Les avis sont plus partagés lorsqu’il s’agit de savoir comment cela commence. Les causes possibles de stagnation séculaire peuvent aller d’un ralentissement en termes de progrès technologique aux effets du vieillissement et des inégalités, c’est-à-dire que les personnes approchant de l’âge de la retraite et les citoyens plus fortunés épargnent de manière plus disproportionnée que les personnes plus jeunes ou moins riches. Dans le même temps, le système financier ébranlé par la crise financière mondiale a conduit à une baisse des prêts des banques devenues plus prudentes. Les niveaux d’investissement des marchés développés peuvent en outre avoir été perturbés à la fois par la mondialisation et l’automatisation.
Le recours à la politique monétaire est généralement considéré comme contribuant à la solution, les banques centrales ayant abaissé leurs taux d’intérêt à des niveaux record et lancé de vastes programmes d’assouplissement quantitatif.
D’après Lukas Daalder, il se pourrait néanmoins que cela contribue également au problème. «Etant donné la très forte demande d’obligations d’État notées AAA, il est donc quelque peu déroutant de constater que les banques centrales se sont engagés dans d’importants programmes d’achats obligataires par le biais de l’assouplissement quantitatif, accroissant ainsi la pénurie d’actifs refuges.»

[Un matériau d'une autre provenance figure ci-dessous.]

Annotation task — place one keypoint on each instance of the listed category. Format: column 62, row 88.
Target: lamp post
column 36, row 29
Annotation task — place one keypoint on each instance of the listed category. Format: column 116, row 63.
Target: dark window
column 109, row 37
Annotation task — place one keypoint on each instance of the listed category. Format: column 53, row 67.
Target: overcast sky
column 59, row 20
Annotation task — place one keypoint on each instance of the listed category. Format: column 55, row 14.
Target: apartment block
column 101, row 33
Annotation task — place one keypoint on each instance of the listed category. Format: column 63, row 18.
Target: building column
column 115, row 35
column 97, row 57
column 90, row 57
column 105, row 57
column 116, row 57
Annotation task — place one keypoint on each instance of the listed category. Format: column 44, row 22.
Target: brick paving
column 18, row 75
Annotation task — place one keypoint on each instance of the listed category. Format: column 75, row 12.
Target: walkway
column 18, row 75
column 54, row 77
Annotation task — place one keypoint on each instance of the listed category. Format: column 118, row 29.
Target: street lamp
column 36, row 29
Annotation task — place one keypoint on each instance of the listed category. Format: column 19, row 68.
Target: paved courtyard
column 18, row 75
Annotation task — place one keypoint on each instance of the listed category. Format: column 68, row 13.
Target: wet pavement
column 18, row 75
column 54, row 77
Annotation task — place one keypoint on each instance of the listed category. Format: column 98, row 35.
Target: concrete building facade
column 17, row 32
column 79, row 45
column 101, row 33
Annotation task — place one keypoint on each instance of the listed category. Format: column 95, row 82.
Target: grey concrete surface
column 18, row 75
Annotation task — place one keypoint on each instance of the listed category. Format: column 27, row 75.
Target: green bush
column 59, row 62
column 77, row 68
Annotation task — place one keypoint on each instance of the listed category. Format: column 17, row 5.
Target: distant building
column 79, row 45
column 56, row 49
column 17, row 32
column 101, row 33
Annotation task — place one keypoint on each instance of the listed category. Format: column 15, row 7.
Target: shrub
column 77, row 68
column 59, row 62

Une boucle de rétroaction négative
D’après Lukas Daalder, il est possible que ces faibles taux agissent en fait comme une boucle de rétroaction négative, une insuffisance d’épargne-retraite entraînant plus d’épargne. Cette politique a ainsi pu avoir un effet négatif. Avec le relèvement des taux par la Réserve fédérale américaine et la réduction imminente du QE par la BCE, ce facteur devrait selon lui devenir moins important dans les prochaines années.
Il souligne en outre que l’idée même de la stagnation séculaire est de ce fait un problème complexe à composantes multiples, qui se trouve amplifié par le haut degré de mondialisation et d’interconnectivité des marchés financiers.
«Il est facile de rejeter cette idée en déclarant qu’il n’y a pas eu de ralentissement de croissance à l’échelle mondiale, ce qui indique alors qu’il doit s’agir d’un problème de redistribution voué à disparaître avec le temps.»
Il ajoute que c’est également ce que l’histoire suggère: des stagnations séculaires ont souvent été annoncées dans le passé, mais elles n’ont jamais été aussi séculaires qu’on ne le craignait. Cela reste néanmoins une solution facile. Certaines tendances sont en effet assez structurelles, comme le rôle du vieillissement, la baisse des prix des biens d’investissements, les inégalités et l’épargne excessive dans les marchés émergents. Ce sont autant d’éléments qui ne devraient pas changer de manière radicale à court terme.
Tout cela nous ramène à la question de départ: reflation ou stagnation? Lukas Daalder estime que cette question n’est pas si évidente à trancher. «Le marché du travail, les dépenses d’investissement et – potentiellement – la politique gouvernementale dirigée par tout ce que Donald Trump finira par faire sont des indicateurs clés que nous continuerons de surveiller avec optimisme. Toutefois, le manque d’inflation et la faible croissance des salaires confirment que nous ne sommes pas encore sortis du contexte de faibles taux.»